The efficacy of Gardasil in men aged 16 to 26 years was evaluated in 1 randomized, double-blind, placebo-controlled Phase III clinical study (Protocol 020), which included a total of 4,055 men who were enrolled and vaccinated without pre-screening for HPV infection Median duration of follow-up was 2.9 years.
Efficacy against anal intraepithelial neoplasia (AIN grades 1/2/3) and anal cancer, and persistent intra-anal infection, was evaluated in a subgroup of 598 men (GARDASIL = 299; placebo = 299), belonging to to Protocol 020, who have self-reported having sexual intercourse with other men (MSM population).
The MSM population has a higher risk of anal HPV infection than the general population; an absolute benefit of vaccination in terms of anal cancer prevention in the general population is assumed to be very low.
HIV infection was an exclusion criterion (see also section 4.4).

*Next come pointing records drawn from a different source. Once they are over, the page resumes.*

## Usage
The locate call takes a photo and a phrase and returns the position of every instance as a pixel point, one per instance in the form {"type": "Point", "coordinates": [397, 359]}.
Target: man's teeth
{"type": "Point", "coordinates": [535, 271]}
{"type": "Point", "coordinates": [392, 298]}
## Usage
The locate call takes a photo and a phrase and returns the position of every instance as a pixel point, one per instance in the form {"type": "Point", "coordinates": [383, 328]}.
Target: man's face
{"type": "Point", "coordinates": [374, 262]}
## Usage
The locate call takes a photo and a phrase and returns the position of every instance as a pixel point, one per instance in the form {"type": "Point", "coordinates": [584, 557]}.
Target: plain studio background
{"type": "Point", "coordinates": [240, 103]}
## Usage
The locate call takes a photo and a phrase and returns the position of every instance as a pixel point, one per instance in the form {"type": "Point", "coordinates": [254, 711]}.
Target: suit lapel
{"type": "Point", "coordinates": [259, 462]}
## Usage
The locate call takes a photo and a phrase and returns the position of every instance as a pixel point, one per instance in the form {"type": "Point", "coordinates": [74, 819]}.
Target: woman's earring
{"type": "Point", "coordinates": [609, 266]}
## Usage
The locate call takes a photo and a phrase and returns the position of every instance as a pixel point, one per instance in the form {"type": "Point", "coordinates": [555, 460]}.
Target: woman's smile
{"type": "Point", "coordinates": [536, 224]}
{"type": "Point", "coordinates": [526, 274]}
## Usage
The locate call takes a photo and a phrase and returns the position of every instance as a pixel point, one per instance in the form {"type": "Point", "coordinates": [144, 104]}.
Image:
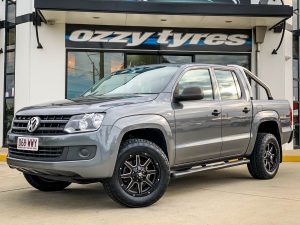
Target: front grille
{"type": "Point", "coordinates": [50, 125]}
{"type": "Point", "coordinates": [42, 153]}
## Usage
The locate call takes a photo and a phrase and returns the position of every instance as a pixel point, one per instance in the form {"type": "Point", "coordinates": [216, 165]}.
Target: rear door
{"type": "Point", "coordinates": [236, 113]}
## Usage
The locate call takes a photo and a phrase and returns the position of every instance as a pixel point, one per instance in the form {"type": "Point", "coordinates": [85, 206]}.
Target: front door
{"type": "Point", "coordinates": [236, 113]}
{"type": "Point", "coordinates": [198, 122]}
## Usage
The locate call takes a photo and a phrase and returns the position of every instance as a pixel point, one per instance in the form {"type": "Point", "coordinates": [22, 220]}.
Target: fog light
{"type": "Point", "coordinates": [84, 153]}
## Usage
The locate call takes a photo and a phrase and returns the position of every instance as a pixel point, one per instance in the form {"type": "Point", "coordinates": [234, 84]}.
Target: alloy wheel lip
{"type": "Point", "coordinates": [270, 157]}
{"type": "Point", "coordinates": [138, 167]}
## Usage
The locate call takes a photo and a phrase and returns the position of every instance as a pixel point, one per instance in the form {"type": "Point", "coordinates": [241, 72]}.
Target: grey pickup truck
{"type": "Point", "coordinates": [136, 128]}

Efficacy in vaccine-naïve men with HPV types
The primary efficacy analyzes, with respect to the HPV types contained in the vaccine (HPV 6, 11, 16, 18), were performed in the population per protocol (PPE - i.e. all 3 vaccinations within 1 year of enrollment, no deviation highest by study protocol and naïve to relevant HPV types before dose 1 and up to 1 month after dose 3 (Month 7)). Efficacy was measured starting at visit at month 7. Overall l " 83% of men (87% of heterosexual subjects and 61% of subjects belonging to the MSM population) were naïve (PCR negative and seronegative) for all 4 HPV types at the time of enrollment.
Grade 2/3 anal intraepithelial neoplasia (AIN) (moderate to severe dysplasia) has been used in clinical trials as a surrogate clinical marker for anal cancer.

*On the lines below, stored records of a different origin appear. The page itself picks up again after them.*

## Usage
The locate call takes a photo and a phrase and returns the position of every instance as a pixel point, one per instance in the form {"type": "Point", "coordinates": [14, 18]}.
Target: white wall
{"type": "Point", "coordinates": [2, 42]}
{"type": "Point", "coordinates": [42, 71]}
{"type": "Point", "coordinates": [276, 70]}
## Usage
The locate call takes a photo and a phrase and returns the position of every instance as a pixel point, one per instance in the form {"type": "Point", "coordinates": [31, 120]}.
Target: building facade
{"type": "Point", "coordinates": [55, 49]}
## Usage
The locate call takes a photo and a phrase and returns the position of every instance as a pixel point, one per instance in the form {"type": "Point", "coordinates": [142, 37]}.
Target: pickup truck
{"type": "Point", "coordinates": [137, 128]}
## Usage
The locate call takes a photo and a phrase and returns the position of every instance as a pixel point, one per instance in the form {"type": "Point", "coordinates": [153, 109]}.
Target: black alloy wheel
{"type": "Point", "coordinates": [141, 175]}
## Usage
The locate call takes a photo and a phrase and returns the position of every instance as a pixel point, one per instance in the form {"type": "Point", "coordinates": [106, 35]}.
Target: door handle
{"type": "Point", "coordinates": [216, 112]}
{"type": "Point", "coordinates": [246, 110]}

The efficacy results for the relevant endpoints analyzed at the end of the study (median duration of followup = 2.4 years) in the population per protocol are presented in Table 5. The efficacy against grade 1/2/3 PIN was not demonstrated.

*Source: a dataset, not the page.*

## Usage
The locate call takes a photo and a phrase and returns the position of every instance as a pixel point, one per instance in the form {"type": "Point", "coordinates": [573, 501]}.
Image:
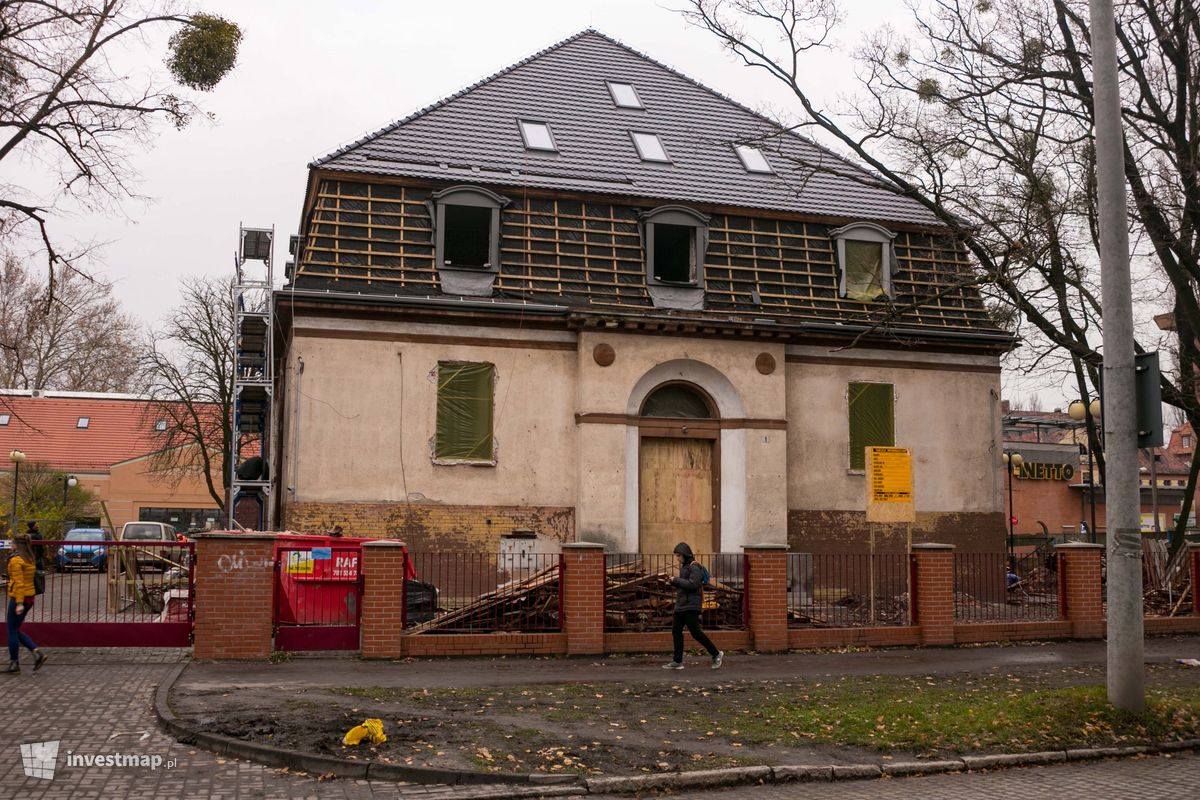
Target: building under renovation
{"type": "Point", "coordinates": [592, 299]}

Table 5: Efficacy of Gardasil against external genital lesions in the PPE * population of men aged 16 to 26 years
* Subjects included in the PPE population received all 3 vaccinations within 1 year of enrollment, had no major deviation from the study protocol, and were naïve to relevant HPV types before dose 1 and up to 1 month after dose 3 (Month 7).
At the end of the study analysis with respect to anal lesions in the MSM population (median duration of follow-up 2.15 years), the preventive effect against AIN 2/3 related to HPV types 6, 11, 16, 18 is status was 74.9% (95% CI: 8.8 - 95.4; 3/194 cases vs 13/208) and against AIN 2/3 related to HPV types 16 or 18 was 86.6% ( 95% CI: 0.0 - 99.7; 1/194 cases vs 8/208).
The duration of protection against anal cancer is currently unknown. In the Protocol 020 long-term extension study for 16-26-year-old men, in the per-protocol population of men vaccinated with Gardasil in the base study, no cases of HPV disease (HPV 6/11 related genital warts, external genital lesions HPV 6/11/16/18 and AIN of any grade from HPV 6/11/16/18 in the MSM population) has been observed up to approximately 6 years.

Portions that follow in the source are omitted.